In places where Jews weren’t threatened, we traded the role of warriors for the role of a settled people. In America, Jews have been settled for a long time. During relatively quieter times, the Hebrew prophets, rather than Joshua, were our guides for how to be Jews in the world. The prophet Micah urged us to “Do justice, love goodness, and walk humbly with God” (Micah 6:8). It’s embedded in our psyche and inscribed on the wall of our bimah in the sanctuary.

In a recent article, Rabbi Daniel Gordis recognized these two parts of our people’s past and personality. In his review, he all but condemned the settled west (American Jews) for being mostly disciples of Micah, who aim for social ideals while the world is burning around us. By contrast, he lauds modern Israelis who have taken up the role of Joshua, to be warriors for Israel, and for all Jews everywhere, including America. Why? Because the existential war that Israel fights today will determine the outcome for Jews in Israel, in America, and everywhere else in the world.

I take no issue with Rabbi Gordis.
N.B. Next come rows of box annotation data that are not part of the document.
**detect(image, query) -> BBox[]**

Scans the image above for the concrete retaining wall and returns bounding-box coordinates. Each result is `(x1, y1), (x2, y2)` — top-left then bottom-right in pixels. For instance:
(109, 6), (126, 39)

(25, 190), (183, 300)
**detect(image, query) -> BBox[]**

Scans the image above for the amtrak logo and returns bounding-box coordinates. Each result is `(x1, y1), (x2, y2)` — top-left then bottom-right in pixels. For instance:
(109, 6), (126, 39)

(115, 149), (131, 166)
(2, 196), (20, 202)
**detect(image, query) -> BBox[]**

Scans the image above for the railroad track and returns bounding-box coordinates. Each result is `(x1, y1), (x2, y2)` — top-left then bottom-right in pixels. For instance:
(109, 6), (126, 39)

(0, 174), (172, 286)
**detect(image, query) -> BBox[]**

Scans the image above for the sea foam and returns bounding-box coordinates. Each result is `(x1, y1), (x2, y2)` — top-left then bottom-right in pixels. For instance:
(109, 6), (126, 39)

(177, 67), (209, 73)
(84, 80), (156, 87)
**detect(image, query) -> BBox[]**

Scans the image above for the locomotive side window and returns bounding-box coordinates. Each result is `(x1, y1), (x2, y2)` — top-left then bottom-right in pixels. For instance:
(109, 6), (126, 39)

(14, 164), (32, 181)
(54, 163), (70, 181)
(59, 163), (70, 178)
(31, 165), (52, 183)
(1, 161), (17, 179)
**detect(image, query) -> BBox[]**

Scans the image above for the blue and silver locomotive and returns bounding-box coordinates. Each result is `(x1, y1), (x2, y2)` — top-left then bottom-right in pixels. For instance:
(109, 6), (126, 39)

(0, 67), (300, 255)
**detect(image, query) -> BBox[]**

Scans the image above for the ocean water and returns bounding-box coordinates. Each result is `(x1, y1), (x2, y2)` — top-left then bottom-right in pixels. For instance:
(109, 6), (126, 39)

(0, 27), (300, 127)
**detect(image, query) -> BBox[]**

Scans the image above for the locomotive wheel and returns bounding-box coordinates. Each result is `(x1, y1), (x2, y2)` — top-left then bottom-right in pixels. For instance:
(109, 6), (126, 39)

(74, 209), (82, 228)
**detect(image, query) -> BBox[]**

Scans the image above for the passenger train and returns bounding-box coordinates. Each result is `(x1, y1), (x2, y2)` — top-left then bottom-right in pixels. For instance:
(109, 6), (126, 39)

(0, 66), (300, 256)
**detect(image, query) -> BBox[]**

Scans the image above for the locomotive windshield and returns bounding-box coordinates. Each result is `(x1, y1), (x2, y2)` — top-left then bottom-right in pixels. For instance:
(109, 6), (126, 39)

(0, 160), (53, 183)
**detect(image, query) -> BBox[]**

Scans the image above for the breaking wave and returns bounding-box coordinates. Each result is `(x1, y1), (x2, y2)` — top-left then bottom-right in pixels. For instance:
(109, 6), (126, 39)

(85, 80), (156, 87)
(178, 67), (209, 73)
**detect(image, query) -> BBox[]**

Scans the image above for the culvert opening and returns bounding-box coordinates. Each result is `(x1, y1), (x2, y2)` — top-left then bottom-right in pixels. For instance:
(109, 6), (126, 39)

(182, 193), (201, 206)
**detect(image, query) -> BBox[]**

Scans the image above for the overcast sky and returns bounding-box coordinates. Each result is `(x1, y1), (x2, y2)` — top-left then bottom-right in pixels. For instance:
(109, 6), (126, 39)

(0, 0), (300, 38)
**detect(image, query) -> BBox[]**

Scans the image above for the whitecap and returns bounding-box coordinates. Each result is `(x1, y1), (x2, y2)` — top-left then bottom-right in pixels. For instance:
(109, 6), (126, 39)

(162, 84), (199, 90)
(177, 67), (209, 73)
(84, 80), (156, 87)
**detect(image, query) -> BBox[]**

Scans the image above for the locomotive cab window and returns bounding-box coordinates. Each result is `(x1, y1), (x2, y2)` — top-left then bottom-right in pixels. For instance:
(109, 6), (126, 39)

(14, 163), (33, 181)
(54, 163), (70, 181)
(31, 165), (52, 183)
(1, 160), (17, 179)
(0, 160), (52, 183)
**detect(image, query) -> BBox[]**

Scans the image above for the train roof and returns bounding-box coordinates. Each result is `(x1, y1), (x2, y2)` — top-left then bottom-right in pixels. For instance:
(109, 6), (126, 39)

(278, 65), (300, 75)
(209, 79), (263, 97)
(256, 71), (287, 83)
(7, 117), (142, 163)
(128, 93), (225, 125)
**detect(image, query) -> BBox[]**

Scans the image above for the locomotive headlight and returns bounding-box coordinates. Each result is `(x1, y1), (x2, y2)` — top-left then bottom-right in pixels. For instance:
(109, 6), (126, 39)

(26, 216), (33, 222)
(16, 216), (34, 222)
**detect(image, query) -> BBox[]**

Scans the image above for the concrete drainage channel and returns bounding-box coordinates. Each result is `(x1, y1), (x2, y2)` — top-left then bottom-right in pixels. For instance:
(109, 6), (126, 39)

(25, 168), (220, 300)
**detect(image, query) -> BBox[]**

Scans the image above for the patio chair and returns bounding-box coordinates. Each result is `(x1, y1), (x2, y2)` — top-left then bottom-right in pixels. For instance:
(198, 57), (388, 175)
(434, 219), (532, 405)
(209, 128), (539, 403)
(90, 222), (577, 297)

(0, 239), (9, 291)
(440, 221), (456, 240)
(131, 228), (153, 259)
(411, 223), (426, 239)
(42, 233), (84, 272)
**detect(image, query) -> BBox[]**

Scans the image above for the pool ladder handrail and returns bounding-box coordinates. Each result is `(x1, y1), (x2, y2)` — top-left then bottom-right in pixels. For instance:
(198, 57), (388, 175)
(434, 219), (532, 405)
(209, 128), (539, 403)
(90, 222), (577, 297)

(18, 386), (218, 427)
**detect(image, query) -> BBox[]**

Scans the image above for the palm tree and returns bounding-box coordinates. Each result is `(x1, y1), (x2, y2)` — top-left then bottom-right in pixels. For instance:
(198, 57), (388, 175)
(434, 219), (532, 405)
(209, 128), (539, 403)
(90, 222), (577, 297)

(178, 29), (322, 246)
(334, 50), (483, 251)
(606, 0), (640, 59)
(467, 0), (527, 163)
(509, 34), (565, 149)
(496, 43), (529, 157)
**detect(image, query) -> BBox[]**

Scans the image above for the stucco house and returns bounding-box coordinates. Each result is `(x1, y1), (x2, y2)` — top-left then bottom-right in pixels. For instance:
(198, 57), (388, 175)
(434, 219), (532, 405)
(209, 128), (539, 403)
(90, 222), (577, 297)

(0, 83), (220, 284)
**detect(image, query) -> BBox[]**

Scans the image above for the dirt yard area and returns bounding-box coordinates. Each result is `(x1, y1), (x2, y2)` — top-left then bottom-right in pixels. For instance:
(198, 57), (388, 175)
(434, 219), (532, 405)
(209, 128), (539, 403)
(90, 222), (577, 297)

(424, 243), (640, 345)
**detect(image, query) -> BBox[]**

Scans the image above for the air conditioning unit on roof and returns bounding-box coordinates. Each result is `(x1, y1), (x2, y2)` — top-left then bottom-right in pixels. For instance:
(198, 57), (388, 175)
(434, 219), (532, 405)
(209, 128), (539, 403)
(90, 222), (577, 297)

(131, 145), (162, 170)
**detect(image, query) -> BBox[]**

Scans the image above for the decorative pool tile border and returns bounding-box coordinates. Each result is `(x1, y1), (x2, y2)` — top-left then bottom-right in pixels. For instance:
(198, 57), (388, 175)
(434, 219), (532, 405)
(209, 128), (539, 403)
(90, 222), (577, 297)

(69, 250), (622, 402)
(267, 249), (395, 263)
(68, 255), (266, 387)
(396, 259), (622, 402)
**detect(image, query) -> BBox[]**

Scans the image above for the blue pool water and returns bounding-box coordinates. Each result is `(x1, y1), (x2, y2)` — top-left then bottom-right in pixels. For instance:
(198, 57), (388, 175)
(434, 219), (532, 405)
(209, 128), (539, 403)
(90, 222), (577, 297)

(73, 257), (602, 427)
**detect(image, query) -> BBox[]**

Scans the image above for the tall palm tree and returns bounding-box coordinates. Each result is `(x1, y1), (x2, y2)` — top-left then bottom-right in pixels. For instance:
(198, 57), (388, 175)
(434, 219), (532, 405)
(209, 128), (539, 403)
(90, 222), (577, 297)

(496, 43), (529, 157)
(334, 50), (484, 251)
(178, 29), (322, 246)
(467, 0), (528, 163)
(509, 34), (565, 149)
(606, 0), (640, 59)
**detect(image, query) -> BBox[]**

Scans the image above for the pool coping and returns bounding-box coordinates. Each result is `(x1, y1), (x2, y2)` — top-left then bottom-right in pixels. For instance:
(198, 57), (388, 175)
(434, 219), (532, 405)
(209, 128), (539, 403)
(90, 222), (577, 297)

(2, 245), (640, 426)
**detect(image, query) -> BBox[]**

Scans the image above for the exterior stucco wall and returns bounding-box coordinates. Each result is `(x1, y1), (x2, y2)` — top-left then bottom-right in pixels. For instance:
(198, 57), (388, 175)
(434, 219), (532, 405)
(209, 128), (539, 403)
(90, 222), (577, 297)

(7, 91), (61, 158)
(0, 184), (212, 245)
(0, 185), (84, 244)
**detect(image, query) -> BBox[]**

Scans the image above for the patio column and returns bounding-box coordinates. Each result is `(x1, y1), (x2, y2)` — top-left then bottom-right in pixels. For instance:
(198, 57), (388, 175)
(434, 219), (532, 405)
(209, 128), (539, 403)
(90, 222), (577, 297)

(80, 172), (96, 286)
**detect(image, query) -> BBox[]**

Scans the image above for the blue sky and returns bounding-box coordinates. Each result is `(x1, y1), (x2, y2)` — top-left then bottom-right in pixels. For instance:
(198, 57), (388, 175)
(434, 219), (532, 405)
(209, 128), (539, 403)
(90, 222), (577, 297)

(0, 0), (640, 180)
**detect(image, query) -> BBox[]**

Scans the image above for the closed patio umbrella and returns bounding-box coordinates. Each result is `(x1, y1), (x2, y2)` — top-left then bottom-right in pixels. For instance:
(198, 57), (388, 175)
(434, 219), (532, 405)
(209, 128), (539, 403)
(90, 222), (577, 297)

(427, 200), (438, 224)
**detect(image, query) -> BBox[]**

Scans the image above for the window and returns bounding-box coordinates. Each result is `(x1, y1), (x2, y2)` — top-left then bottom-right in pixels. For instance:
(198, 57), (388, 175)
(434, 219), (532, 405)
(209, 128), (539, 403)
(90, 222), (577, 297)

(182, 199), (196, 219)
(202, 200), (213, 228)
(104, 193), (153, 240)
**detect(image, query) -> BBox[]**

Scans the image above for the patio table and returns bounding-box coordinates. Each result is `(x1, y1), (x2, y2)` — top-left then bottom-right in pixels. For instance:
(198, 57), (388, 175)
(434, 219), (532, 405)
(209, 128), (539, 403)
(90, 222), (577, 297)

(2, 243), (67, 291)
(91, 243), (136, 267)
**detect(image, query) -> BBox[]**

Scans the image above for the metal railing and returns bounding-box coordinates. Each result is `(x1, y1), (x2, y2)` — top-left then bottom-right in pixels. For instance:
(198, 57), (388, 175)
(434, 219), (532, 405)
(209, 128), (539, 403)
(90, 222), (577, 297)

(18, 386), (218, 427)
He lives and works in Israel and his son serves in the IDF, while he also balances history, modernity, prophecy, and Israel as God’s promise to our people. The question he has for American Jews is, what will we do beyond working for “social justice and goodness” while Israel’s future is at stake? While his son fights in the IDF, what can we do to protect and serve Israel from our homes in America?

First, he should know that many of us have contributed heavily to Israel’s safety and well-being. It comes in many forms, including advocating in Congress for aid to Israel, and support for Israel’s right as a sovereign nation to fight its enemies on its own terms; and the enormous commitments of Jewish communities throughout North America that have contributed financially and otherwise to Israel’s future. Second, he should know that we’re as vexed as he is by some American Jews who call Israel an oppressor and a colonizer.

Actually, Gordis’s critique helps us examine ourselves. During this dangerous time for the Jewish people, we need to land on the right side of history. We need to be like Joshua and defend Jews in Israel and elsewhere. Then we can be like Micah who prizes justice, goodness, and humility. At best, we can do both at the same time. But if Gordis is right, and he often is, then we can’t mistake what our times demand of us, today: “Be strong and of good courage” in 2024, and beyond.